Antes que a coluna seja acusada por Flávio de ameaça de morte, cabe esclarecer: o título é uma metáfora
Existe um princípio elementar da política: ninguém prospera eleitoralmente atacando hábitos que a população incorporou ao cotidiano. O Pix deixou de ser apenas uma ferramenta financeira para se transformar em infraestrutura social. Está na feira, no mercadinho, no ambulante, no pequeno empreendedor, na manicure, no motorista de aplicativo. Quando Eduardo Bolsonaro se coloca contra um mecanismo que simplificou a vida de milhões de brasileiros, não está enfrentando um governo. Está enfrentando uma prática social consolidada. E quem paga a conta dessa hostilidade não é apenas ele, mas todo o campo político que carrega o mesmo sobrenome.

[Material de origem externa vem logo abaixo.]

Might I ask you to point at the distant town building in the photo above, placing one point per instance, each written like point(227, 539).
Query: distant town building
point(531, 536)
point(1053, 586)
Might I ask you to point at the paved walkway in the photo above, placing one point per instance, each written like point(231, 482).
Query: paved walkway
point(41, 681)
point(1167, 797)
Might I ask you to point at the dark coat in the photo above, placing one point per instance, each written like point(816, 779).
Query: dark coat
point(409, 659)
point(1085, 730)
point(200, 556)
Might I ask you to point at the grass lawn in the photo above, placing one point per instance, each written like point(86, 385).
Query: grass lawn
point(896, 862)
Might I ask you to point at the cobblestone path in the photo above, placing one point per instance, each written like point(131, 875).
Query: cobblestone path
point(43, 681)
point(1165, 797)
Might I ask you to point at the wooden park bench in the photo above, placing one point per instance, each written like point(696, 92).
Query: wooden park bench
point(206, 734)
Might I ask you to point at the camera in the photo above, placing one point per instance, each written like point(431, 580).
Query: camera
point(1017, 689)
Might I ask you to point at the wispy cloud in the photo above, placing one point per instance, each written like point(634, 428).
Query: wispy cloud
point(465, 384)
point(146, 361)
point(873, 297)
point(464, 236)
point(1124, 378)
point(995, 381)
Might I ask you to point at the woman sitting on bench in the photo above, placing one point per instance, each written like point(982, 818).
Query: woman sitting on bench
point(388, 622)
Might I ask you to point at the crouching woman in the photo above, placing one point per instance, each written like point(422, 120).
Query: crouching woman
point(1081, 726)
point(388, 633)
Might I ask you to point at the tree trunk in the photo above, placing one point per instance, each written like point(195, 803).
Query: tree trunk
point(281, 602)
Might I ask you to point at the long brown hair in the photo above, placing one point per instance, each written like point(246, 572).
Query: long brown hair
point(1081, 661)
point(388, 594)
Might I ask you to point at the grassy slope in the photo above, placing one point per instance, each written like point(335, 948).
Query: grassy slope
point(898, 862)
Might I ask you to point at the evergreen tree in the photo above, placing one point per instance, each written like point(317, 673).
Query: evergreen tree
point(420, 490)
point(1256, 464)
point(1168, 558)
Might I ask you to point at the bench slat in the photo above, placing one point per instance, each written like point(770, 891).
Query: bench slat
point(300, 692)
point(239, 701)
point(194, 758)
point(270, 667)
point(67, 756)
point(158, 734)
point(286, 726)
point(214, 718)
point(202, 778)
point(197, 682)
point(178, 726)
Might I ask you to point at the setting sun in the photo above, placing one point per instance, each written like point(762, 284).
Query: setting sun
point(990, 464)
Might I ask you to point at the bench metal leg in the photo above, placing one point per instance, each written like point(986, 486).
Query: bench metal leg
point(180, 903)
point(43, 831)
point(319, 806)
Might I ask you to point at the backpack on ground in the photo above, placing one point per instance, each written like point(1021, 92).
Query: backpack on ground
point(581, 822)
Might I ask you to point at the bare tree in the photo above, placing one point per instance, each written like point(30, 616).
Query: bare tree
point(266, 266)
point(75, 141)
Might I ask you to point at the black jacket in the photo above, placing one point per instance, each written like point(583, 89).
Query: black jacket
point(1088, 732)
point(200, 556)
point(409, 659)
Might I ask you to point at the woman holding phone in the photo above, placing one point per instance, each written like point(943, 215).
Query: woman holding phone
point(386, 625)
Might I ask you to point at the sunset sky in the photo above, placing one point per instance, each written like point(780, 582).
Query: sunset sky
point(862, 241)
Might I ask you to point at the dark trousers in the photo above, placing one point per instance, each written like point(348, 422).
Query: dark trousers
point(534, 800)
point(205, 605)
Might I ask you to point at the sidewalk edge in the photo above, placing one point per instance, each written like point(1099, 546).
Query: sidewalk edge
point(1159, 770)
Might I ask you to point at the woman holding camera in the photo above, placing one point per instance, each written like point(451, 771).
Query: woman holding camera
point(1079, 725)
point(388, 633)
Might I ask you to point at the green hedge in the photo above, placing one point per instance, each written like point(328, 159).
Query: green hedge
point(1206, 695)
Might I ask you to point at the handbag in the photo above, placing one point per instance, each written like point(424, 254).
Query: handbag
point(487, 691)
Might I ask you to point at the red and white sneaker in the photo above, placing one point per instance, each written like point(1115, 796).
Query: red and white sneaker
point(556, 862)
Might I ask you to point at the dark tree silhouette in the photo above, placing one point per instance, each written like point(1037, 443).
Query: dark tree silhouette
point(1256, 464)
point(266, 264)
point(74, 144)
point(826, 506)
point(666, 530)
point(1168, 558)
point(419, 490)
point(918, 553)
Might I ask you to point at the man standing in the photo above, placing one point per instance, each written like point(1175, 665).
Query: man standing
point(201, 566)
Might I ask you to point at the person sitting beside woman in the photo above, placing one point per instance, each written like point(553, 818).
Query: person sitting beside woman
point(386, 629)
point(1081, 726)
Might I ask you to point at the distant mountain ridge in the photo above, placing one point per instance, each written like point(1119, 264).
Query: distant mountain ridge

Flávio Bolsonaro talvez ainda não tenha percebido que campanhas presidenciais são construídas sobre expansão de apoio, não sobre fidelização de nichos. A política real acontece no território da maioria silenciosa, não nas bolhas digitais onde aplausos são confundidos com votos. Ao transformar o Pix em alvo ideológico, Eduardo produz um efeito devastador: oferece ao eleitor comum a realidade nua e crua: a família Bolsonaro decidiu declarar guerra justamente ao instrumento que tornou sua vida financeira mais simples, rápida e barata. Cabe ressaltar: quando o pix passou a operar, Bolsonaro nem sabia o que significa. Isso foi provado durante uma entrevista. E tem um motivo: o Pix foi criado por técnicos do Banco Central de forma pragmática e desvinculada a qualquer governo.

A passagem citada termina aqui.